Social deprivation linked to four-fold increase in risk of serious injury in child pedestrians

Rates of serious injury in child pedestrians are four times higher in the most deprived areas of England than in the least deprived, and three times higher for child cyclists, according to a study published today in the Online First edition of Archives of Disease in Childhood journal.

Child injury mortality has declined over the last twenty years, from about 11 deaths per 100,000 children aged 0-15 in 1981 to 4 deaths per 100,000 children in 2001. However, socio-economic inequalities remain. This study, from a team led by Dr. Phil Edwards of the London School of Hygiene & Tropical Medicine (LSHTM), demonstrates that a child's risk of non-fatal injury may be determined by how socially deprived their neighbourhood is.

The LSHTM team analysed Hospital Episode Statistics from the Department of Health containing records of all child admissions (aged 0-15 years) during a five-year period around the 2001 census. They found evidence to suggest that socio-economic inequalities in serious injury exist across the whole of England, particularly for child pedestrians. They also discovered significant variations in rates of serious injury between urban and rural settings.

Although there is strong evidence to suggest that socio-economic inequalities in child injury mortality persist, and some evidence to suggest that these inequalities are also reflected in morbidity, gaps remain in both our knowledge about other sources of variation in injury rates, and in how socio-economic status may affect injury risk. Recent analysis of mortality data found that death rates for children with parents in routine occupations were twice those of children with parents in higher managerial and professional occupations, while death rates among children in families with no adult in paid employment were thirteen times higher.

The LSHTM team analysed hospital admissions for injuries that are so severe that the probability of death is about 1 in 15. They identified a positive relationship between serious injury admission rates and increasing areas of deprivation, for the leading causes of unintentional injury.
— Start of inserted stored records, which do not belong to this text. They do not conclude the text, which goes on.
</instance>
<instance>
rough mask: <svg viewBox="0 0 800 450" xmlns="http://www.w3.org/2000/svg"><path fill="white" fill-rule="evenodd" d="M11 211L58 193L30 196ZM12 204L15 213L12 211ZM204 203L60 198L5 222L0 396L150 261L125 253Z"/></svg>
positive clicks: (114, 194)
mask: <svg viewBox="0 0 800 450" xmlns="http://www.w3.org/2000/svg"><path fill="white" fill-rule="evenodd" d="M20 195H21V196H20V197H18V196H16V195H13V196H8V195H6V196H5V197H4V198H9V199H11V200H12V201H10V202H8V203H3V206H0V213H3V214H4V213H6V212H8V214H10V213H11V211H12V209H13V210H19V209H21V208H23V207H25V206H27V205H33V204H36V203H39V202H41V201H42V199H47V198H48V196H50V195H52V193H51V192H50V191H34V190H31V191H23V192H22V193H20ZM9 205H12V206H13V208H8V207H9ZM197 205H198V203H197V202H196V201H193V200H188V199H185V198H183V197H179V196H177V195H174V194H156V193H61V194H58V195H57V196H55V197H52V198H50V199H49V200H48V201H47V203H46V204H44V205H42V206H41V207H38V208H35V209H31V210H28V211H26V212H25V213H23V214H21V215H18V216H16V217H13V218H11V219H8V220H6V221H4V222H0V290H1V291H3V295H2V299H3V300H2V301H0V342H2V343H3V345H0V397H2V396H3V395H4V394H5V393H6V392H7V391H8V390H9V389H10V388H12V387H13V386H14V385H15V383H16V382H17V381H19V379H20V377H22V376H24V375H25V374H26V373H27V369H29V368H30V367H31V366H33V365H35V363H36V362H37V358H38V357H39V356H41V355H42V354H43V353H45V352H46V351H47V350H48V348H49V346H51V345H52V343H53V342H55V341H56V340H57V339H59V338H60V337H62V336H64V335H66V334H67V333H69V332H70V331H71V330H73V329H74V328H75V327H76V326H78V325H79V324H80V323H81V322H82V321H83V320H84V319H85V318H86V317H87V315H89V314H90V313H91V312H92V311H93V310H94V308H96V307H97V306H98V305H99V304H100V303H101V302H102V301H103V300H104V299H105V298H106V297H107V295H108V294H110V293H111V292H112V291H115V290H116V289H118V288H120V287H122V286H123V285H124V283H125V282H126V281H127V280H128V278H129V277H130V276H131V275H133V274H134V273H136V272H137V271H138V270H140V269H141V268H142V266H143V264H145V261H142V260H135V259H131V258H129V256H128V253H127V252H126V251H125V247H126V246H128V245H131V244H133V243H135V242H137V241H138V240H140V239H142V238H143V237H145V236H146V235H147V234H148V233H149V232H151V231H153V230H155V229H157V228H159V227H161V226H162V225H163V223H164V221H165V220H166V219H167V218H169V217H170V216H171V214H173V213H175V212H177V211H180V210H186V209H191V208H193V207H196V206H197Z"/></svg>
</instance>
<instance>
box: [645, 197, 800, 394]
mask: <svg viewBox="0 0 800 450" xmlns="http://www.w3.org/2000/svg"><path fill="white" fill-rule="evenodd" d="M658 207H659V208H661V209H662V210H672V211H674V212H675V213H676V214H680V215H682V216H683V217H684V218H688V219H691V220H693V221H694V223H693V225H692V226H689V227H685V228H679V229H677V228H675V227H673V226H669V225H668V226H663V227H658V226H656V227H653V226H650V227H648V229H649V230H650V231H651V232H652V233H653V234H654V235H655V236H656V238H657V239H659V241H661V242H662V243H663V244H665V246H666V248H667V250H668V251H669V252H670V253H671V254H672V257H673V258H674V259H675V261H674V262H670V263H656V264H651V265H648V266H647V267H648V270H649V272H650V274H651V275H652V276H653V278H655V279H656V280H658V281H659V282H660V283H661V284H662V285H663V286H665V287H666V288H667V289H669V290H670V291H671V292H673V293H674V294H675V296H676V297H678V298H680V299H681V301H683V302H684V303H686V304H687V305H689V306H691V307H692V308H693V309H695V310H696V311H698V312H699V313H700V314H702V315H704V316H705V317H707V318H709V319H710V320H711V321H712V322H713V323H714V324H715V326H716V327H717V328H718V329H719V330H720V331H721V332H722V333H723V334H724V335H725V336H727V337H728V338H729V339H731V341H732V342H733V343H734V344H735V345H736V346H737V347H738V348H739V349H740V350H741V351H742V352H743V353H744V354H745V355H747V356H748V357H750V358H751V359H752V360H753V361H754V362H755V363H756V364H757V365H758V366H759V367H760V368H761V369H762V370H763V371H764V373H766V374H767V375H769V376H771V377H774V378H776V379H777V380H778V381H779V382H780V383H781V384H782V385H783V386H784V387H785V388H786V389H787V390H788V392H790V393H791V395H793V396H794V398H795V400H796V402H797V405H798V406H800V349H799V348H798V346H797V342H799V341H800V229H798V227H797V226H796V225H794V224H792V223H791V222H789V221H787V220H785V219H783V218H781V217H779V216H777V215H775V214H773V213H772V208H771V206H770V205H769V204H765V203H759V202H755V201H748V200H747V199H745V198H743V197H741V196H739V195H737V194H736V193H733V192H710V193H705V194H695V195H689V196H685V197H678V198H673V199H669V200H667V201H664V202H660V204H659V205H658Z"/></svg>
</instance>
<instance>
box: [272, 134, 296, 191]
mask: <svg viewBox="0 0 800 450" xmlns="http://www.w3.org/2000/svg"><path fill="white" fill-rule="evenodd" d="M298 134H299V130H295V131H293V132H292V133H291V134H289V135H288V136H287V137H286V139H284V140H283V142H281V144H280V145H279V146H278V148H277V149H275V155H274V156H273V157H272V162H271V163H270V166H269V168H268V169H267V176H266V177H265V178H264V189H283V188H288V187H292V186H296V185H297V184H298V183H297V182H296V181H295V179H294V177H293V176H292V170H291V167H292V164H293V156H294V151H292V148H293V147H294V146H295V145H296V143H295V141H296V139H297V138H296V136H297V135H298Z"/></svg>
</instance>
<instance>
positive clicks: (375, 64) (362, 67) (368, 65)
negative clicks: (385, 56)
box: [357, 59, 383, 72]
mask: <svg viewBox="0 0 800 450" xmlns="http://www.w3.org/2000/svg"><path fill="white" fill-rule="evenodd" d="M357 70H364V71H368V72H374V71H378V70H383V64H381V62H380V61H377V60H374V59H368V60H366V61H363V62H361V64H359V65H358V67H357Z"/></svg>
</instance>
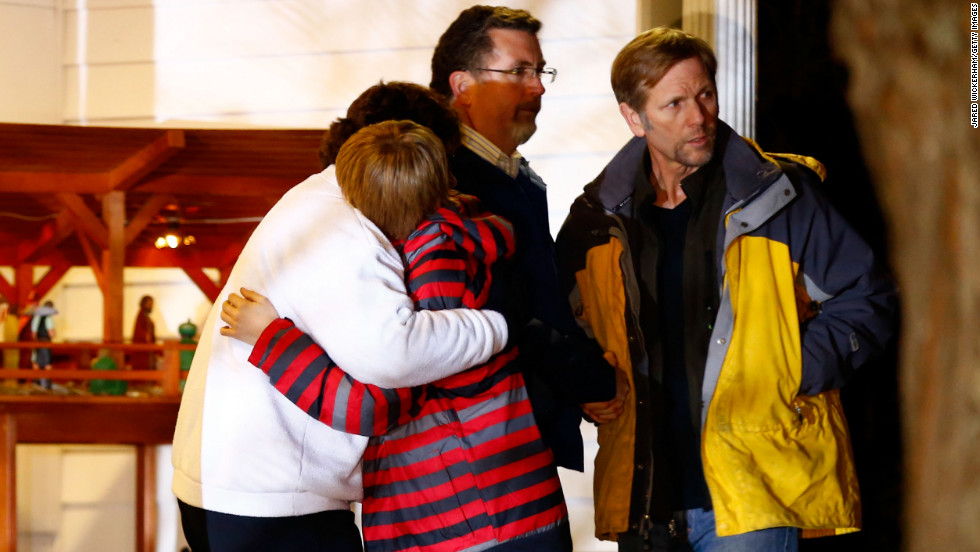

These included falls, by far the most common cause, transport injuries involving pedestrians, cyclists and cars, exposure to smoke, fire and flames, and accidental poisoning.

Serious injury rates were found to be lower for pedestrians in rural areas, and lower for cyclists in London. But they were found to be higher for children travelling in cars in rural areas. The researchers also found evidence that inequalities in cycling injury were greater in rural than in urban areas. The rate of serious injury from children falling was found to be highest in London, which could be related to factors such as unsafe housing stock and hazards in both the built environment and in leisure facilities in more deprived parts of the capital.

Dr. Edwards comments: 'For transport-related injury, our findings indicate that the most pressing policy need is to make our roads safer for young pedestrians and cyclists. There is evidence that reducing both the speed and the volume of car traffic would achieve this, particularly in more deprived areas where pedestrians are more exposed.

He continues: 'In the UK, cycling and walking appear less safe as modes of transport. However, given evidence for a 'critical mass' effect, whereby walking and cycling become progressively safer as more people walk and cycle, it may be that by encouraging walking and cycling they will, in the longer term, become less risky, thereby mitigating the added exposure risk for those in the most deprived areas'.